Urban planning community

+ Reply to thread
Results 1 to 7 of 7

Thread: Avoidable traffic congestion

  1. #1
    Cyburbian
    Registered
    Feb 2006
    Location
    North Carolina
    Posts
    35

    Avoidable traffic congestion

    I am researching a town of 2000 population with potential to triple population in the next several years. The town has a great location and many other good things are going for it, expect they have allowed the main street of the entire town to be a 3 mile bumper-to-bumper slow going traffic nightmare. In planning for this town it would appear to be a major concern knowing future populations. It seems basic planning principles were ignored and have led to the congestion. I see parallel roads and better interconnectivity with other parts of the town and alternatives avenues to a state highway bypass to solve this problem; however, I see this problem as an unneeded strain on the population. The congestion will only get worse in future years.
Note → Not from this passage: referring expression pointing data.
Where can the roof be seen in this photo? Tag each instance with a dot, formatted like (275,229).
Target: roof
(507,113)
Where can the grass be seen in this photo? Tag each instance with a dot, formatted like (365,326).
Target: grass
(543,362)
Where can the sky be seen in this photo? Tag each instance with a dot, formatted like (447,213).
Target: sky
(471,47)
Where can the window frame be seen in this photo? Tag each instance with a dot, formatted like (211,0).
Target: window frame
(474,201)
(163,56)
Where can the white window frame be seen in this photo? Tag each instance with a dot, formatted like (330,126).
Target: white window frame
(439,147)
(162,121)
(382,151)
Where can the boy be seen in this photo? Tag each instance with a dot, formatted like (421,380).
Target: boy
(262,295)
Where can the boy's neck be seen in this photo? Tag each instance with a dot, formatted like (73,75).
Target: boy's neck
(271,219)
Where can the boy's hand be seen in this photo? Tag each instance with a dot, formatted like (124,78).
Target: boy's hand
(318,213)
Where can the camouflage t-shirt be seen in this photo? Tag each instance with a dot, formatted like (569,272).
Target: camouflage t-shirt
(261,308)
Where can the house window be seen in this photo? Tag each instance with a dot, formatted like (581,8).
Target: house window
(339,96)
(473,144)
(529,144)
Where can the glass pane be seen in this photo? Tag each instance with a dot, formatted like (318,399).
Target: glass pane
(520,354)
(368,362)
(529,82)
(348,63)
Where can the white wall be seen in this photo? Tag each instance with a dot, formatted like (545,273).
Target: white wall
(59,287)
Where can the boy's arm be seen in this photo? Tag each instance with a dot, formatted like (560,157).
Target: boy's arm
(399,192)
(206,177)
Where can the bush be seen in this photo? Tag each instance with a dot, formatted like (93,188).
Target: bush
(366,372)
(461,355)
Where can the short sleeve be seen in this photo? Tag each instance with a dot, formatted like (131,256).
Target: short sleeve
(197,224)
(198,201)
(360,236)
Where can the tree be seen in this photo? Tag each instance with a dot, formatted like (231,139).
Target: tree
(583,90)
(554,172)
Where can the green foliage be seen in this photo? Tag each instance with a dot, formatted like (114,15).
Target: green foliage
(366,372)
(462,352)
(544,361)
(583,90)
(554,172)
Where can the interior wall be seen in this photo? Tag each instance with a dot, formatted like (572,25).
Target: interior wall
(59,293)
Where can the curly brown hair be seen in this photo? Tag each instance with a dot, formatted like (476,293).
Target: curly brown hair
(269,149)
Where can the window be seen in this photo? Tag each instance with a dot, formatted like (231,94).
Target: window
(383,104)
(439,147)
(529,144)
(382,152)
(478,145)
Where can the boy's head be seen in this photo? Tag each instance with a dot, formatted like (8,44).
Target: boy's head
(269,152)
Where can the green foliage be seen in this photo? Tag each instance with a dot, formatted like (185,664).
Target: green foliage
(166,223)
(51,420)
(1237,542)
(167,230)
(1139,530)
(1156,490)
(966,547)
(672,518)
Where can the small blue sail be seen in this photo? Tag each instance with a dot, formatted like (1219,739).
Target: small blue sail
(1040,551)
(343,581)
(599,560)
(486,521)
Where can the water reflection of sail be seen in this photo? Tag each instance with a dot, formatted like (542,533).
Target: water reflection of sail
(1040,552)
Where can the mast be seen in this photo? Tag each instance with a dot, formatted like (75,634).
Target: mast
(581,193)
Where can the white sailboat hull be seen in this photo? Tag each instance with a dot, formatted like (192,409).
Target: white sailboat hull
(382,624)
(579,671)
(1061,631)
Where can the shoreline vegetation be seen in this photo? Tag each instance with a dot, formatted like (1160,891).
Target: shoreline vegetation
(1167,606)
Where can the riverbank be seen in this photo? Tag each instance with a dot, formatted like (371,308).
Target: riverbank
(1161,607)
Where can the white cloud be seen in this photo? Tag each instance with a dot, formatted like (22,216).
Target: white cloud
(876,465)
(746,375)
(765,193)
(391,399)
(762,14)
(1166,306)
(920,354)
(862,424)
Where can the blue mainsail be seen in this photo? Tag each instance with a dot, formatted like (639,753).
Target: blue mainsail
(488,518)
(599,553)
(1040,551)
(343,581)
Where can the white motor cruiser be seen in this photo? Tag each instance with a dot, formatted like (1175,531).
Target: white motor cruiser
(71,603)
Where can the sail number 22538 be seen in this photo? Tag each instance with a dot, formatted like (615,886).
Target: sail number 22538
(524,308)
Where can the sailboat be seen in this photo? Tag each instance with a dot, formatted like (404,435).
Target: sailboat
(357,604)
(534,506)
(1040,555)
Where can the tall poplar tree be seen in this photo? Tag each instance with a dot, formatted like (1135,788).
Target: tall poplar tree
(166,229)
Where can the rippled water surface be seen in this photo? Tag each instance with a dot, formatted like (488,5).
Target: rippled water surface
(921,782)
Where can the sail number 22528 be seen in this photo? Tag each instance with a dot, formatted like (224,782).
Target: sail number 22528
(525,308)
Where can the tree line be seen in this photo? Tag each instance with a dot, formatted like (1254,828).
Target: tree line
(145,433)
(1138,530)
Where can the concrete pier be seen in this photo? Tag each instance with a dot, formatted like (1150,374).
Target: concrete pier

    What do any of you all see as an approach to this problem, perhaps using smart growth approaches toward new development, or do small changes that could lead to a greater impact on future congestion? It seems to be just a way of life for this town, it is rather sad; however, from the outside looking in, it is also rather shocking. Knowing that the town is going to have substantial growth soon it would appear that some strategic planning might lessen congestion.

    Thanks for any comments.

  2. #2
    Cyburbian DetroitPlanner's avatar
    Registered
    Mar 2004
    Location
    Where the weak are killed and eaten.
    Posts
    6,141
    Don't forget to build collectors that actually connect traffic between subdivisions, and link to arterials!

    There are those who feel that the best way to deal with congestion is not to build new roads. You can make the arguement that widening and building new roads on a City's periphery could allow folks to move further out, bringing more demand than what was expected. I do believe that a road network should be sensible and sized accordingly to the municipality.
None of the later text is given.